Tricks Pediatricians Use to Keep Their Own Kids Healthy

alexrichards.org

I have to admit, I’m kind of jealous of my pediatrician. She’s smart and nice and great with kids, and every time I go in to her office she’s got an answer for each of my questions and concerns (both the reasonable and unreasonable ones). For nearly six years, my pediatrician has hooked me up with all kinds of great advice, from suggesting steam baths for my son’s chest colds to cluing me in to recommending ways to keep my kids regular.

I love that my pediatrician has so many awesome tips, and that’s when it occurred to me: Pediatricians with kids must have so many great tricks for keeping their own kids healthy, right? I asked around, and it turns out doctors and nurses with kids have some awesome health tips (and yes, I’m totally going to steal these for my own kids, and you should too!). Check out this list from the pros and see if there is anything you could be doing differently to raise healthier kids.

breakfast

1. Get the fruit and veggies in early. “Breakfast is a good place to start if possible,” says Maida Galvez, MD, Associate Professor in the Department of Preventive Medicine and Pediatrics at Mount Sinai, in New York City.

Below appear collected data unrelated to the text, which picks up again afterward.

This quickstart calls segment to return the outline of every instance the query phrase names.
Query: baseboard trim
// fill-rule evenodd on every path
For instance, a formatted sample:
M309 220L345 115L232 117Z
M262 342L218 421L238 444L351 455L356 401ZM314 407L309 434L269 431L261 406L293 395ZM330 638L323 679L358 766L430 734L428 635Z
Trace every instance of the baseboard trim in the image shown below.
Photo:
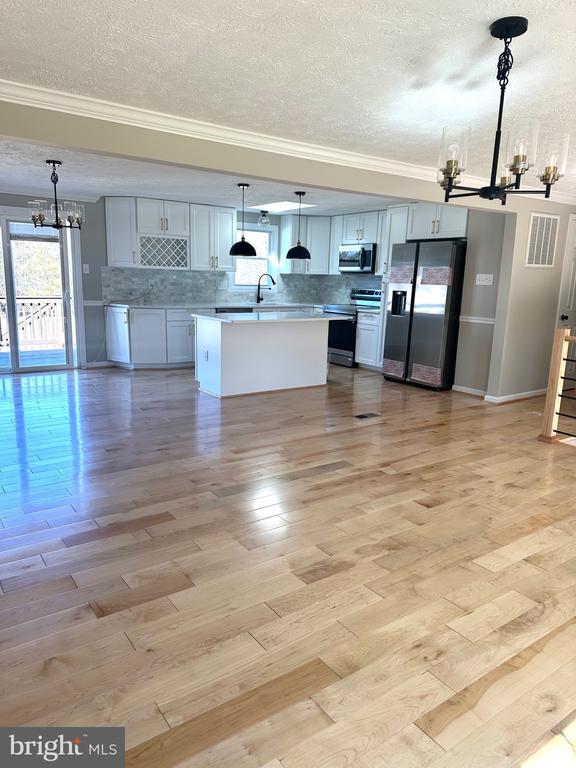
M514 395L503 395L502 397L494 397L493 395L486 395L484 400L487 403L493 405L499 405L500 403L512 403L514 400L529 400L531 397L540 397L545 395L545 389L534 389L531 392L517 392Z
M494 317L474 317L473 315L460 315L461 323L478 323L479 325L494 325Z
M461 387L458 384L454 384L452 389L455 392L462 392L464 395L474 395L474 397L484 397L486 395L485 389L473 389L472 387Z
M108 360L103 360L101 363L86 363L82 368L112 368L114 363L110 363Z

We all know it isn’t easy to get our picky eaters the daily requirement of fruits and veggies, so why not get it out of the way early? “I try to give my son one of his favorite fruits or vegetables with breakfast so I know he’s off to a good start,” she adds.

 shoes

2. Always take your shoes off at the door. A lot of nasty grime collects on the soles of our shoes every day, whether we’re in the park or walking down the street. “Shoes pick up pesticides and chemical residues, too,” says Deena Blanchard, MD, a pediatrician with Premier Pediatrics, in New York City. Enforcing a No Shoes Inside policy could help your entire family avoid germs and diseases, as well as exposure to toxic chemicals.

washinghands

3. Establish routine hand washing. Lori Legano, MD, a pediatrician and Assistant Professor in the Department of Pediatrics at NYU Langone Medical Center, says she always makes sure her kids wash their hands the minute they walk in the door. Kids touch everything, right? They touch subway poles and playground equipment, and then they touch their faces and mouths. Hi, germs!

shower
4. Shower as soon as you get home if your children have bad allergies. “Since my boys have pretty severe seasonal allergies, when we come in for the day they hop into the shower to remove pollen and other allergens from their bodies and not spread them around the house,” says Dr. Blanchard. Tiny particles from the outside world can really start to build up — on everything from clothes to hair and skin — and washing them off can make a big difference.

playground

5. Get outdoors. Spending time outside in nature is a great way to stay healthy, according to Dr. Galvez. It’s a great way to burn off excess energy, get exercise, feel balanced, and stimulate creativity. “It’s also the best defense against screen time,” she adds.

cpr

6. Make CPR mandatory for your caregiver. We all know how hard it is to walk out the door and leave our kids in someone else’s care. “As a working mom, my little guys spend a lot of time with our nanny,” says Dr. Blanchard. “I have her take a CPR course and refreshers so that I know she is prepared for emergencies.”

purell

7. Use hand sanitizer. “I’m a firm believer in hand sanitizer,” says Kim Harrison, a certified pediatric nurse practitioner at NYU Langone Medical Center. Harrison says she keeps travel-sized hand sanitizer clipped onto her kids’ backpacks for easy access. It’s a great way to kill germs when you don’t have soap and water handy.

emergencylist

8. Keep dosing charts and emergency contacts on the fridge. In addition to 911, make sure your emergency contacts list includes: your address, the hospital emergency room, police department, fire department, pediatrician’s office, parents work & cell numbers, and poison control number written clearly in prominent locations around the house. “I also have a dosing chart for common pediatric medications hanging on my fridge,” adds Dr. Blanchard. “It has my boys weight circled, and I update this as things change to prevent any accidental overdose of over the counter medications.”

waterbottles

9. Don’t share water bottles. “Drink plenty of water!” says Dr. Galvez. It should come as no surprise that viruses and bacteria live in our saliva which naturally makes its way into our water bottles—so make sure kids have their own water bottles. Less sharing means less germs, and we could all use less germs!

grateful

10. Take time out to be grateful. “Cultivating gratitude has been associated with better health and long-term happiness in life,” says Mollie Grow, MD, a pediatrician with Seattle Children’s Hospital. In Dr. Grow’s house, her children are encouraged to regularly share something that they are grateful for at the dinner table. It may not have to do with hygiene or growth charts, but it sounds pretty good trick to keep my kids healthy, and maybe yours, too.